Date Published: February 15, 2021
Publisher: The Wild Rose Press
Maelle Woolley, a shy botanist, prefers plants to people. They don't suddenly disappear. Raised on her grandparents' commune after her mother's mysterious death, she follows the commune's utopian beliefs of love for all. Then she falls for attractive psychiatrist Zachary Kane. When Zachary claims her mother and his father never emerged alive from his father's medical research lab, Maelle investigates. What she discovers will challenge everything she believes, force her to find strength she never knew she had, and confront the commune's secrets and lies. What happened to love? And can it survive?
What is the hardest part of writing your books?
part for me is to start the story. It is like hammering at a rockface. Then as
the plot and characters develop, it runs more smoothly. I love revision. It gives
everything a sparkle after things have been moved around, plot holes filled in,
and motivations and actions understood.
What songs are most played on your Ipod?
I know everyone has an ipod. That is everyone but me. I seem to have a learning disability specifically for music. I like it, but can never remember a tune or the name of a song. I thought I was alone until I met someone else with the same issue.

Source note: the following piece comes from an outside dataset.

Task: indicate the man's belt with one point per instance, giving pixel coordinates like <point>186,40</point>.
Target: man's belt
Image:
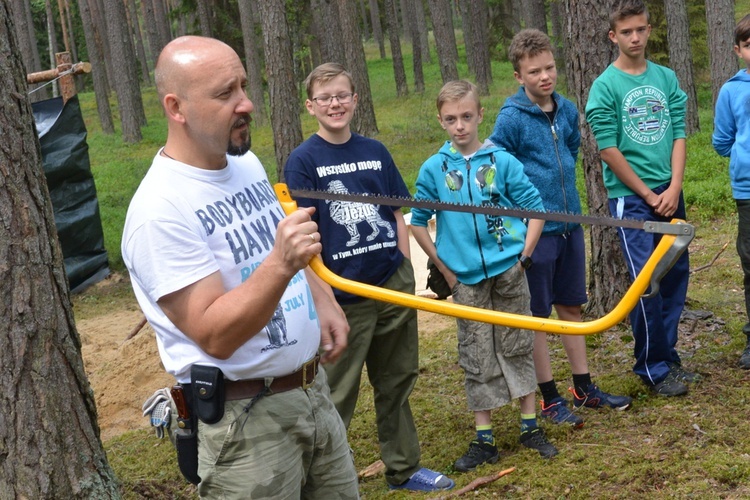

And my father had it too, Sad, if music is important to you. I relate to words and to the visual arts.
Do you have critique partners or beta readers?
I have been blessed to have been in the same writers’ group for about ten years. We have progressed from no one being professionally published in fiction to three of us being authors with multiple books. Couldn’t have done it without them. They critique the work as it is ongoing, and I use a beta reader and/or a professional editor once the first or second draft is complete.
What book are you reading now?
I just read the most fascinating book called “Entangled Life”, by a man with the wonderful name of Merlin Sheldrake. It is about fungi – and that is related to how plants communicate and share resources. But I am about to start Rhys Bowen’s “In Farleigh Field.”I really love her books.
How did you start your writing career?
My aunt was a journalist and I always admired her. So I trained as a journalist, too, and wrote non-fiction – as a reporter, as an essayist, etc. before turning to writing fiction. I have written two novels, Joyous Lies, which is about to launch, and the award-winning Lipstick on the Strawberry, both published by The Wild Rose Press.
My new book is Joyous Lies, which releases on February 15. Here’s the story:
Maelle a shy botanist, follows the utopian beliefs of her grandparents’ commune, on which she was raised following her mother’s early death. When new lover Zachary claims her mother and his father died together in his father's medical research lab, Maelle investigates, forcing her to confront the commune's secrets, its possible complicity in her mother’s death, and to ask, if plants can protect their young, why can’t humans do the same?
About The Author
Margaret Ann Spence writes about women, the choices they make, and what happens next. Her debut novel, Lipstick on the Strawberry, published by the Wild Rose Press in 2017, won the Romantic Elements Category in the First Coast Romance Writers 2015 Beacon Contest. It was a finalist for the 2019 Eric Hoffer Book Award and in the 2019 Next Generation Indie Awards. Joyous Lies, her second novel, launches on February 15, 2021.